Interpellé lors d’une manifestation proclimat organisée par l’actrice Jane Fonda au début du mois de janvier, Joaquin Phoenix continue de faire parler de lui. L’acteur ouvertement antispéciste a tenu à faire le buzz ce dimanche. Lauréat du prix du meilleur acteur aux BAFTA – les Oscars britanniques – Joaquin Phoenix n’a pas freiné ses saillies désormais habituelles en attaquant « le racisme systémique » de l’industrie cinématographique.

Une saillie qui n’a pas manqué d’être raillée par l’humoriste britannique Ricky Gervais, qui s’est fendu d’un tweet assassin

Des frasques qui n’entament en rien son talent d’acteur, qu’il a pu une nouvelle fois montrer en 2019 avec son interprétation du Joker dans le film éponyme de Todd Philips (Very Bad Trip). Le grand favori de la 92e cérémonie des Oscars est nominé pas moins de 11 fois, allant du meilleur acteur au meilleur mixage sonore en passant par la meilleure photographie.

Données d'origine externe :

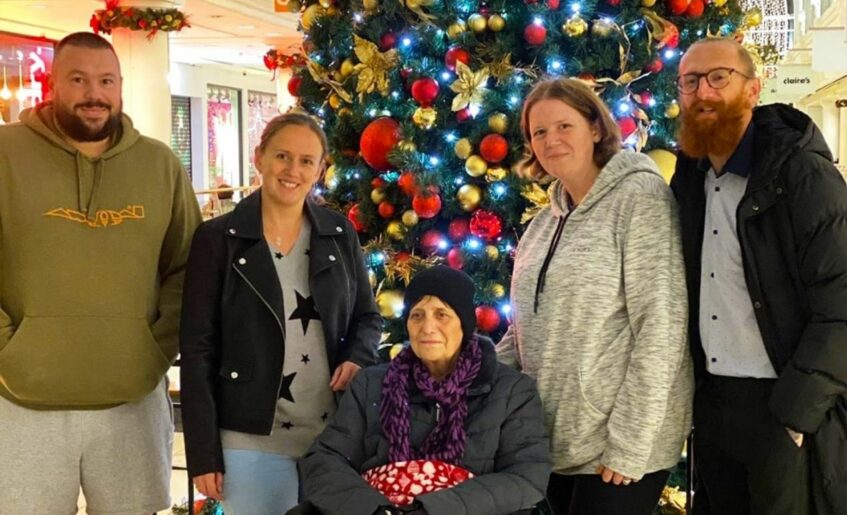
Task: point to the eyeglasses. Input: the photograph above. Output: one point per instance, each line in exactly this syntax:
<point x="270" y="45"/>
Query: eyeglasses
<point x="718" y="78"/>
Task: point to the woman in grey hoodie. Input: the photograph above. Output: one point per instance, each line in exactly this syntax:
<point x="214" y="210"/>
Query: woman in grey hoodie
<point x="600" y="309"/>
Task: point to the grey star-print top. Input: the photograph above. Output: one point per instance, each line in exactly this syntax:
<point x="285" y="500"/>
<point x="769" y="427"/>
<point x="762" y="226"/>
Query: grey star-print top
<point x="305" y="400"/>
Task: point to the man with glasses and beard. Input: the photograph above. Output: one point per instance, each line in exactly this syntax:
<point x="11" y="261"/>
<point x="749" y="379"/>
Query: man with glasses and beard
<point x="95" y="227"/>
<point x="764" y="227"/>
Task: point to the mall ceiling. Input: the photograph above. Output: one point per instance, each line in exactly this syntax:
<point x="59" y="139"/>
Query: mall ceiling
<point x="236" y="32"/>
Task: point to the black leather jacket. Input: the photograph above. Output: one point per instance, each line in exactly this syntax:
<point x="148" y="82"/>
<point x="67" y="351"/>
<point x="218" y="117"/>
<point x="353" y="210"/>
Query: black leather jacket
<point x="232" y="337"/>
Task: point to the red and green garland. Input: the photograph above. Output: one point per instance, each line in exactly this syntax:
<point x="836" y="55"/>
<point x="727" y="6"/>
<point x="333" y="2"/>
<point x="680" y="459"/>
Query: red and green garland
<point x="152" y="20"/>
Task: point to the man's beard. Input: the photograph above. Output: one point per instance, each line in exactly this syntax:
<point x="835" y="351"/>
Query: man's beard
<point x="719" y="136"/>
<point x="74" y="126"/>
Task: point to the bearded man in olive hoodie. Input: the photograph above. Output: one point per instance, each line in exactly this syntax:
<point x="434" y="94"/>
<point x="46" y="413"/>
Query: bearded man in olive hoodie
<point x="95" y="228"/>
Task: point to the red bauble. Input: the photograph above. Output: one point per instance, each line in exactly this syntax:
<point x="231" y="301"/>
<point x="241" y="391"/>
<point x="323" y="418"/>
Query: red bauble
<point x="487" y="319"/>
<point x="672" y="36"/>
<point x="431" y="241"/>
<point x="456" y="54"/>
<point x="355" y="218"/>
<point x="486" y="225"/>
<point x="655" y="66"/>
<point x="387" y="41"/>
<point x="424" y="91"/>
<point x="455" y="258"/>
<point x="677" y="7"/>
<point x="407" y="183"/>
<point x="535" y="34"/>
<point x="386" y="209"/>
<point x="494" y="148"/>
<point x="627" y="126"/>
<point x="294" y="85"/>
<point x="378" y="138"/>
<point x="458" y="229"/>
<point x="426" y="204"/>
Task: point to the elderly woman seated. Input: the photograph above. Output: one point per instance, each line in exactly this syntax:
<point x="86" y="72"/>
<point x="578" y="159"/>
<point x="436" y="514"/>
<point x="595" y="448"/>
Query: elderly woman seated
<point x="443" y="429"/>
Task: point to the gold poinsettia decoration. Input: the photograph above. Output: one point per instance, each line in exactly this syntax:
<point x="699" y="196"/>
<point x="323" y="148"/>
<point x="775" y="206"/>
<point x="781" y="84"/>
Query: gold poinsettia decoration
<point x="469" y="86"/>
<point x="538" y="198"/>
<point x="373" y="67"/>
<point x="322" y="77"/>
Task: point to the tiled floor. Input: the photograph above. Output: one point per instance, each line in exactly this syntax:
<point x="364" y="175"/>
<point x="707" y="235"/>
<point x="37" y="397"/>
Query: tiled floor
<point x="179" y="479"/>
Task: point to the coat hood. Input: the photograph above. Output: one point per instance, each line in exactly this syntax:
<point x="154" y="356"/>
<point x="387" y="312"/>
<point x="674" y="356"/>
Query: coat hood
<point x="622" y="165"/>
<point x="42" y="121"/>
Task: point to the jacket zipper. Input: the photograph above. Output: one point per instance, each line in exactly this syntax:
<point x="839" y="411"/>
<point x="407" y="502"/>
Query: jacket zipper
<point x="278" y="321"/>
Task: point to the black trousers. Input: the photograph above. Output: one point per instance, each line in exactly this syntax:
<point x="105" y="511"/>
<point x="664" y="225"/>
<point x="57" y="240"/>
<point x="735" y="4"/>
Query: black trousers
<point x="745" y="461"/>
<point x="587" y="494"/>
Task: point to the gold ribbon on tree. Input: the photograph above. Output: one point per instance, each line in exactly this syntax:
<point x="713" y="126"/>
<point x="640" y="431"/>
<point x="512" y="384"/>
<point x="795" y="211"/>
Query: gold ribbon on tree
<point x="322" y="77"/>
<point x="373" y="67"/>
<point x="469" y="86"/>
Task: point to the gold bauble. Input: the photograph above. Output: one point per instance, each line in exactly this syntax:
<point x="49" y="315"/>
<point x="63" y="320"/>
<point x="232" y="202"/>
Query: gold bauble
<point x="309" y="15"/>
<point x="492" y="252"/>
<point x="498" y="122"/>
<point x="407" y="145"/>
<point x="347" y="68"/>
<point x="499" y="291"/>
<point x="753" y="17"/>
<point x="496" y="173"/>
<point x="329" y="177"/>
<point x="576" y="26"/>
<point x="672" y="110"/>
<point x="395" y="349"/>
<point x="410" y="218"/>
<point x="666" y="161"/>
<point x="377" y="195"/>
<point x="477" y="23"/>
<point x="390" y="303"/>
<point x="469" y="197"/>
<point x="455" y="29"/>
<point x="463" y="148"/>
<point x="476" y="166"/>
<point x="424" y="117"/>
<point x="602" y="28"/>
<point x="395" y="230"/>
<point x="496" y="23"/>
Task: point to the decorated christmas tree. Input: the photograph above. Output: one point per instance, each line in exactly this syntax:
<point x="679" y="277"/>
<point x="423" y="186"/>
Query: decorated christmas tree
<point x="421" y="101"/>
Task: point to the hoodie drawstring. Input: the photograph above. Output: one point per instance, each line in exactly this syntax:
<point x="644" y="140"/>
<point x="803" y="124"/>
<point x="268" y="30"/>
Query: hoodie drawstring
<point x="554" y="243"/>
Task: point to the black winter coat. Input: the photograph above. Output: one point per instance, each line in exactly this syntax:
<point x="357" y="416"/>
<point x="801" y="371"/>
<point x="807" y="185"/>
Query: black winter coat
<point x="232" y="337"/>
<point x="792" y="229"/>
<point x="507" y="447"/>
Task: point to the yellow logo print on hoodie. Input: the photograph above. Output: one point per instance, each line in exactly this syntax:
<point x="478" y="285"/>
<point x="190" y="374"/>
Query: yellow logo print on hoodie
<point x="103" y="217"/>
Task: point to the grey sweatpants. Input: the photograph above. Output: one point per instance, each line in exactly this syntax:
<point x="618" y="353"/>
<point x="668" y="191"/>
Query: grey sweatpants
<point x="121" y="457"/>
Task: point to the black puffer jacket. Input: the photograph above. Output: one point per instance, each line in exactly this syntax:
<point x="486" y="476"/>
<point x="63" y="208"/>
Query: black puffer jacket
<point x="507" y="447"/>
<point x="792" y="227"/>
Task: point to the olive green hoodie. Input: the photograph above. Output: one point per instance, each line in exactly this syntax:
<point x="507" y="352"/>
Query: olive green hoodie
<point x="92" y="258"/>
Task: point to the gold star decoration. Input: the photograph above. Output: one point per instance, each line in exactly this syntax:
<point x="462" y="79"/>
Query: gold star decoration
<point x="469" y="86"/>
<point x="373" y="67"/>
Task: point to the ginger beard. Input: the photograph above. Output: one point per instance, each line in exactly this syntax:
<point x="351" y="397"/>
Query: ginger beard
<point x="717" y="136"/>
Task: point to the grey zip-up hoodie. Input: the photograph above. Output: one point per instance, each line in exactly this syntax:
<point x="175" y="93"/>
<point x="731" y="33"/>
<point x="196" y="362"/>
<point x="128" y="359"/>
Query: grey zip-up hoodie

L’occasion de donner un échantillon de ce à quoi pourraient ressembler les Oscars au soir du 9 février. Un cru 2020 aux allures de duel entre des films traitant de la fin de l’insouciance des années 1970 et ceux excellant dans le mélange des genres.

Au centre, Netflix tentera pour la deuxième année consécutive de tirer son épingle du jeu.

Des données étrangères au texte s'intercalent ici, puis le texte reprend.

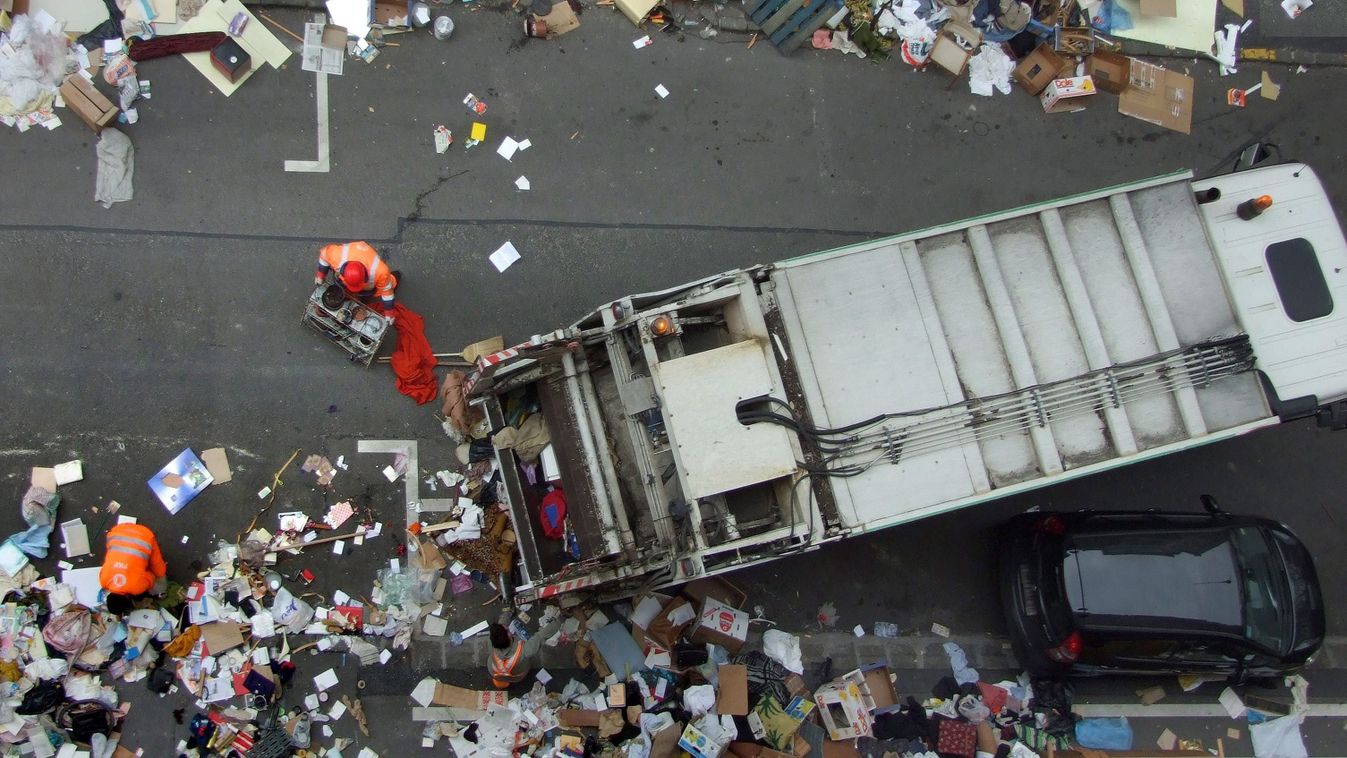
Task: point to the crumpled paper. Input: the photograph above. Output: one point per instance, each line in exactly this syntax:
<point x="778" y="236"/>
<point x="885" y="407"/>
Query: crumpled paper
<point x="990" y="67"/>
<point x="784" y="649"/>
<point x="116" y="168"/>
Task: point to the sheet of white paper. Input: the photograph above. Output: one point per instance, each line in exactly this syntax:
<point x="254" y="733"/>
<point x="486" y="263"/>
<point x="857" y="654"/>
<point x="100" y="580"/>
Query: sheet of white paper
<point x="504" y="256"/>
<point x="85" y="583"/>
<point x="1231" y="703"/>
<point x="1296" y="7"/>
<point x="220" y="688"/>
<point x="326" y="680"/>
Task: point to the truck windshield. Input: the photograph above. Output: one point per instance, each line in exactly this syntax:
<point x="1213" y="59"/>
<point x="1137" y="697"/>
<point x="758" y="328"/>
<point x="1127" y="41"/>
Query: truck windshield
<point x="1264" y="589"/>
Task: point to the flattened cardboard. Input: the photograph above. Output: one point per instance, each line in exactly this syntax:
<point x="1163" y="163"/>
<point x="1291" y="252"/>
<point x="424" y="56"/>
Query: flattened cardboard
<point x="76" y="536"/>
<point x="221" y="636"/>
<point x="721" y="625"/>
<point x="575" y="718"/>
<point x="717" y="587"/>
<point x="664" y="742"/>
<point x="1067" y="94"/>
<point x="732" y="695"/>
<point x="1109" y="70"/>
<point x="1037" y="69"/>
<point x="217" y="462"/>
<point x="469" y="699"/>
<point x="698" y="745"/>
<point x="662" y="630"/>
<point x="1159" y="96"/>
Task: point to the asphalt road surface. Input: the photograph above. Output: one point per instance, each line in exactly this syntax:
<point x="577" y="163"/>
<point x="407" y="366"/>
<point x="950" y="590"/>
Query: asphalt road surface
<point x="173" y="321"/>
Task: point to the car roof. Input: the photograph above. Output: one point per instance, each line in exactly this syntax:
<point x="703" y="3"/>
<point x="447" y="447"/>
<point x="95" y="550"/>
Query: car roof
<point x="1148" y="578"/>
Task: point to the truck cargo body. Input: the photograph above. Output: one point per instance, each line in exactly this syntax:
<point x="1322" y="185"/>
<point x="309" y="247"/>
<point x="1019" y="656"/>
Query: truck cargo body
<point x="772" y="409"/>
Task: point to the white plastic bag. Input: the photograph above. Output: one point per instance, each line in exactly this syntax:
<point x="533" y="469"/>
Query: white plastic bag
<point x="1278" y="738"/>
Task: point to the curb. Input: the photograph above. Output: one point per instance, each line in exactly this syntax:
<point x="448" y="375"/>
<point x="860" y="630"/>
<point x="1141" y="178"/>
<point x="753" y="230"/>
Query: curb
<point x="847" y="652"/>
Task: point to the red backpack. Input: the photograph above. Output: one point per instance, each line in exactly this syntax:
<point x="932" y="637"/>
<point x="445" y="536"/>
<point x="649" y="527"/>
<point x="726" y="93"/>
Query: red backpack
<point x="551" y="513"/>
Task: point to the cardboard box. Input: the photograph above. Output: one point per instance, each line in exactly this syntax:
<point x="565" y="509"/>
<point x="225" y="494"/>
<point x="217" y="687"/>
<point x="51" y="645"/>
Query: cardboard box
<point x="732" y="695"/>
<point x="775" y="723"/>
<point x="1159" y="96"/>
<point x="561" y="20"/>
<point x="876" y="687"/>
<point x="325" y="49"/>
<point x="1109" y="70"/>
<point x="1167" y="8"/>
<point x="1037" y="69"/>
<point x="86" y="102"/>
<point x="699" y="745"/>
<point x="393" y="14"/>
<point x="676" y="615"/>
<point x="636" y="10"/>
<point x="1067" y="94"/>
<point x="843" y="710"/>
<point x="721" y="625"/>
<point x="722" y="590"/>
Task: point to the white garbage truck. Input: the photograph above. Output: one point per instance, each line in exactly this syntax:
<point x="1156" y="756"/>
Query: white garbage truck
<point x="768" y="411"/>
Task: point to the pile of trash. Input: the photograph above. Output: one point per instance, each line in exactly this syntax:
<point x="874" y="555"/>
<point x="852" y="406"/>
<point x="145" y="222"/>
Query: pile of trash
<point x="229" y="636"/>
<point x="683" y="673"/>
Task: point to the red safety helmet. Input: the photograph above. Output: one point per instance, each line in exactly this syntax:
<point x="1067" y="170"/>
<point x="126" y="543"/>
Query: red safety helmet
<point x="353" y="275"/>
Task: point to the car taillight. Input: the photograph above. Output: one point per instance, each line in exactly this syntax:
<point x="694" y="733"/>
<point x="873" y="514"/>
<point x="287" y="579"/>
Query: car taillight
<point x="1051" y="525"/>
<point x="1068" y="650"/>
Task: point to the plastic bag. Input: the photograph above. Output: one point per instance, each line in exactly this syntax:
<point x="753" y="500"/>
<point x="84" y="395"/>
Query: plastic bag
<point x="69" y="630"/>
<point x="291" y="611"/>
<point x="39" y="506"/>
<point x="784" y="649"/>
<point x="1105" y="734"/>
<point x="1278" y="738"/>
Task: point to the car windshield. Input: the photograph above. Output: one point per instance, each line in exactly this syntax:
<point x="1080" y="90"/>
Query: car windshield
<point x="1265" y="618"/>
<point x="1155" y="579"/>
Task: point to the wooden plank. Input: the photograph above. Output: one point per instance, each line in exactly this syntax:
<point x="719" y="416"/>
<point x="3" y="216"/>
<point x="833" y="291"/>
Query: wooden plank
<point x="781" y="15"/>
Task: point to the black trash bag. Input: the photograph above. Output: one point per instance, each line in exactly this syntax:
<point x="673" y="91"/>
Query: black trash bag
<point x="108" y="30"/>
<point x="42" y="698"/>
<point x="85" y="718"/>
<point x="159" y="680"/>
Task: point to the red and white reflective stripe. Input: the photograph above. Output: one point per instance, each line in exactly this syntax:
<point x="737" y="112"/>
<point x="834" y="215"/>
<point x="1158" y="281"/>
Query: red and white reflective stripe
<point x="484" y="361"/>
<point x="569" y="586"/>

Les Oscars, comment ça marche ?

On peut voir la désignation des Oscars comme une sorte de démocratie sociale où chaque famille de métier est représentée.

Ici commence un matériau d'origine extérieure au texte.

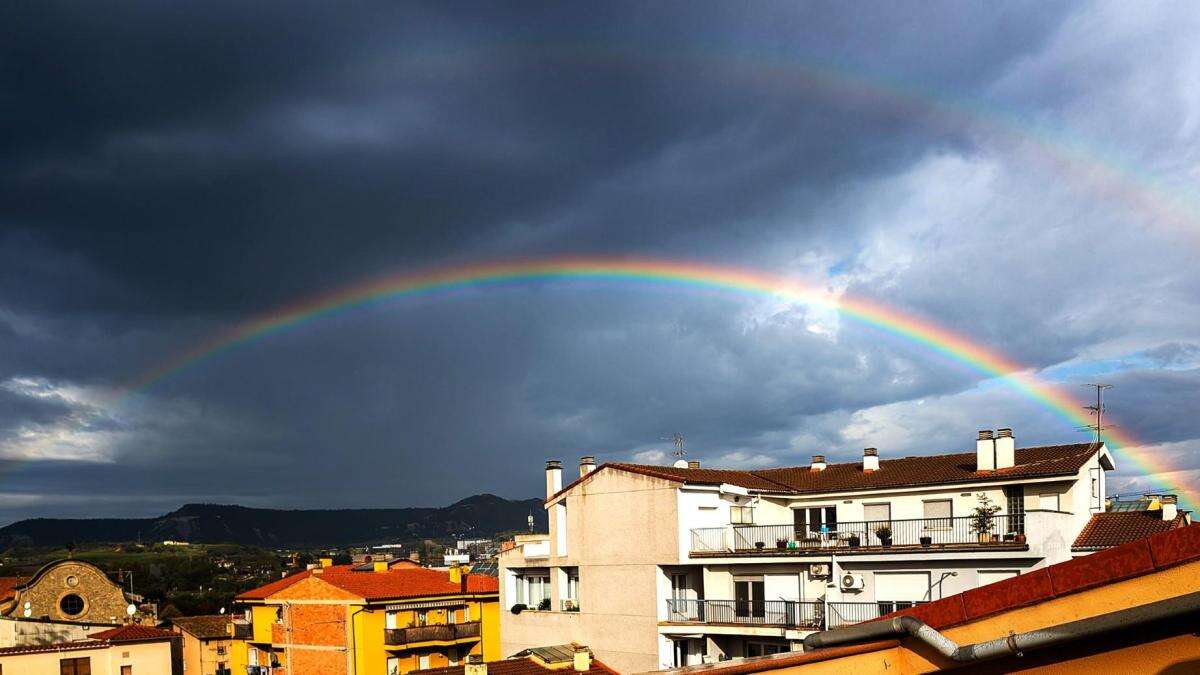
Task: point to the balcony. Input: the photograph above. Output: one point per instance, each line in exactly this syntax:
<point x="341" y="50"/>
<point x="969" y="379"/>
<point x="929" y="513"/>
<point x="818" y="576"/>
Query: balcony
<point x="901" y="536"/>
<point x="814" y="615"/>
<point x="442" y="633"/>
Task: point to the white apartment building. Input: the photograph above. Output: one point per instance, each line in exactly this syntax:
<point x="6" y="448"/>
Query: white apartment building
<point x="663" y="566"/>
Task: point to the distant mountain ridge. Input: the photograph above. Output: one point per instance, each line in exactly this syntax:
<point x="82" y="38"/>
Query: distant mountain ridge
<point x="480" y="515"/>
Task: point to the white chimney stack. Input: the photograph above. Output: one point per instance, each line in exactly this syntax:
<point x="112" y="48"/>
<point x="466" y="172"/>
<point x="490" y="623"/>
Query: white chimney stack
<point x="985" y="452"/>
<point x="1006" y="448"/>
<point x="553" y="477"/>
<point x="1170" y="507"/>
<point x="870" y="460"/>
<point x="587" y="465"/>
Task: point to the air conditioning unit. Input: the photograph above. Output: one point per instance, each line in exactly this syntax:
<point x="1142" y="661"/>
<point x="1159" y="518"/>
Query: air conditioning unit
<point x="852" y="581"/>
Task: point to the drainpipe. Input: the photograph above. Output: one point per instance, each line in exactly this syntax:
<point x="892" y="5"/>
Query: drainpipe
<point x="1014" y="643"/>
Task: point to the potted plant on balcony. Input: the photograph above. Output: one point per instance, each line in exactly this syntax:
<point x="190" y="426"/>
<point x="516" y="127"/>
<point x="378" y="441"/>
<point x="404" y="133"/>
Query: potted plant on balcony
<point x="982" y="521"/>
<point x="885" y="535"/>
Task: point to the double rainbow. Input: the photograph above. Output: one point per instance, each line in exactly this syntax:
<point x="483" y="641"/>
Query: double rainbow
<point x="913" y="329"/>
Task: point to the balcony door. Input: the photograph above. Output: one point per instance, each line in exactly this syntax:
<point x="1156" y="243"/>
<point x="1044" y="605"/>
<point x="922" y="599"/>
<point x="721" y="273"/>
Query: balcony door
<point x="749" y="599"/>
<point x="813" y="521"/>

Des critères très stricts ont été établis en 1929 par la prestigieuse Academy of Motion Picture Arts and Sciences. Chaque année, seules quelques centaines de longs métrages sont éligibles à la nomination hormis les Oscars spécifiques aux courts métrages.

Les 24 récompenses sont décernées par 6000 membres répartis en 15 secteurs d’activités. Chaque catégorie vote pour cinq noms avant que tous les membres ne votent pour chacune des 24 catégories.

Pour l’Oscar du meilleur film, chaque votant numérote son choix de film de un à 10 dans l’ordre décroissant de préférence. À chaque tour, le film arrivant le moins souvent en première position est éliminé, libérant les voix qui se sont portées sur lui. Le but est d’arriver à avoir un film obtenant 50 % des votes.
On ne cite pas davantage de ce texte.